Ogni affermazione non può derogare alla dittatura del conformismo: si sprecano così consigli su come passare il tempo tra internet, pay tv, libri e musica e le analisi intellettuali che quasi sempre indicano nel senso civico e nei comportamenti urbani l’antidoto allo scoramento come se io potessi trovare conforto dalla quarantena pensando che tutto sommato posso tranquillamente proseguire a fare la raccolta differenziata.

La crisi viene così sezionata, segmentata e analizzata al fine di ridurla alle sue sole ricadute emotive: del resto la nostra è l’epoca dove lo psicologo e lo psichiatra hanno preso il posto del prete e dove la relativizzazione del reale ha preso il posto dei dogmi religiosi. La parola d’ordine è igienizzare, sanificare e sterilizzare qualsiasi riferimento ultra temporale. Ci si deve muovere entro il perimetro asfittico del tempo, vietato trascenderlo.

L’altro giorno è stata organizzata una diretta streaming che è consistita in una maratona intellettuale intitolata “Prendila con filosofia”: in pratica per 12 ore un gruppo di personaggi alcuni dei quali noti, altri sconosciuti - ma tutti certo di ottima levatura culturale - hanno cercato di dare una risposta razionale al disagio generato dall’epidemia.
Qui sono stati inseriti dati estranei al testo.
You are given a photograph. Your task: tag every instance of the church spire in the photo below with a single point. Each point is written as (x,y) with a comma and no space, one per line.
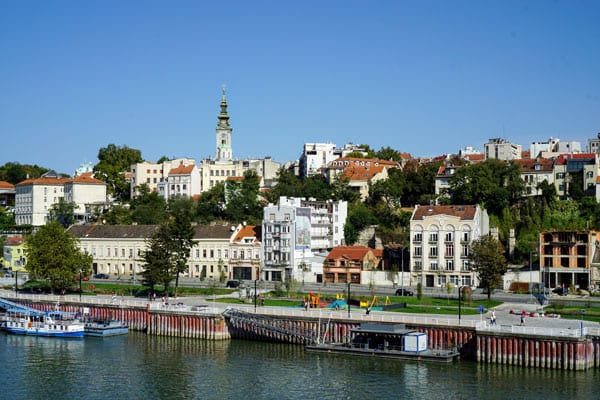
(223,116)
(224,150)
Fermo restando che la filosofia non è un mero lenitivo incoraggiante bensì l’indagine sulle cause prime, è sufficiente dare uno sguardo alla lista degli intervenuti per rendersi conto che almeno i più celebri fra i partecipanti appartengono tutti o quasi all’area del progressismo liberale il che va benissimo se si tratta di ascoltare anche il loro contributo, ma non va per niente bene se il loro è l’unico punto di vista rappresentato. Non ho visto la maratona nemmeno in parte, ma ho assistito a iniziative simili: in genere tra i partecipanti a questi dibattiti c’è da scommettere che non si troverà mai un teologo tomista o un filosofo identitario e nemmeno un pensatore metafisico.
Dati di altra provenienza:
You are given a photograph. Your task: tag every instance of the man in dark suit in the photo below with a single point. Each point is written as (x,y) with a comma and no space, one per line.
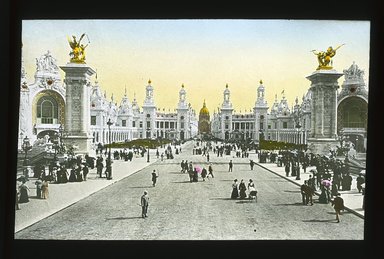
(230,166)
(338,205)
(144,204)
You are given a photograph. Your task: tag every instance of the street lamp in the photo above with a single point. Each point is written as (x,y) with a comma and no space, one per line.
(147,154)
(26,147)
(109,162)
(298,126)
D’altra parte la nostra non è un tipo di civiltà che premia chi osa arrischiarsi oltre i rassicuranti confini del consiglio buonsensaio, del pedagogismo più svenevole, degli argomenti tesi al rinforzo “dei nostri valori” che nemmeno la crisi deve porre in discussione anche quando alcuni di quei presunti valori hanno facilitato il disastro.
E’ tutto un proliferare di slogan ripetuti innumerevoli volte come una litania: da quello che recita che “i virus non conoscono confini” il che è vero, ma solo se i confini non sono sorvegliati o che “è il momento dell’unità, non delle polemiche” come se fosse opportuno solidarizzare con chi da prova di negligenze a quelli che in varie formule tendono a criminalizzare il vecchietto che passeggia in solitario o il giovane che porta il cane a mingere in un parcheggio deserto o Trump che ha agito con colpevole ritardo come se invece in Italia non fossimo stati altrettanto superficiali.

Qualsiasi spiegazione, risposta o analisi è buona purché non alluda nemmeno velatamente alla questione fondamentale, l’unica che conta, cioè porsi l’interrogativo se forse il nostro benessere, la nostra salute e il nostro futuro dipendono da realtà che ci eccedono o da dinamiche ultraterrene verso le quali vale la pena riconnettersi.
C’è speranza finché non si hanno troppe convinzioni riguardo le proprie certezze perché così come il credente può avere dei dubbi verso ciò in cui crede anche l’ateo o il materialista o l’agnostico non possono escludere di avere torto.
Bisogna veramente cominciare a preoccuparsi quando il pensiero sembra essere entrato in una nuova fase: quella del nichilismo non solo esperito personalmente, ma anche organizzato collettivamente e mediaticamente per cui si finisce col veicolare la convinzione autolesionistica che nulla valga la pena tranne desertificare ciò che ancora è fecondo.